要は俺の他の作品と言ってることが違っても気にするなということで。
600 :
死んだ友の幻影
:2004/06/18(金) 03:12 ID:???
ともは墓の前にしゃがみこみ、両手を合わせ、目を瞑り、ただ黙っていた。
ともは何を考えているのだろうか。もちろん黙祷を捧げているわけだが、
私が気になるのはともが何を考えて黙祷を捧げているかということだ。
一年生の頃からずっと同じクラスだった。家は近所だったし、学校があるときも
そうでないときも毎日のように一緒に遊んでいた。私はおてんばでやんちゃで
何をやっても騒動を巻き起こす天然トラブルメーカーなともを放っておけず、
ずっとそばにいてフォローにまわった。というよりも、視界にともが入っていないと
何をやらかすか気が気でない。
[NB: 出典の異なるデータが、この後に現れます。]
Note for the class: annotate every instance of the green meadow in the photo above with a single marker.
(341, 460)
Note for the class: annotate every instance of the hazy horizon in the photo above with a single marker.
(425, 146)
そんなわけで私はともと出会って以来この数年、
とものいろんな姿を見てきたが、こんなふうにただ黙って死者に祈りを捧げているともを
見るのは初めてだった。
だから気になるのだ。今ともが何を考えているのか。私は今ここでどうしても
ともの気持ちを知っておかなければならない。そんな気がした。
しかし、私にはわからなかったのだ。なぜ、ただ庭に小さい穴を掘って、亡骸を埋めて
土を盛り立てて、小さな棒を突き立てた、ただの小さいハムスターが埋まっているだけの、
このお墓と呼べるかどうかも怪しいシロモノにこんなに感慨を込められるのか。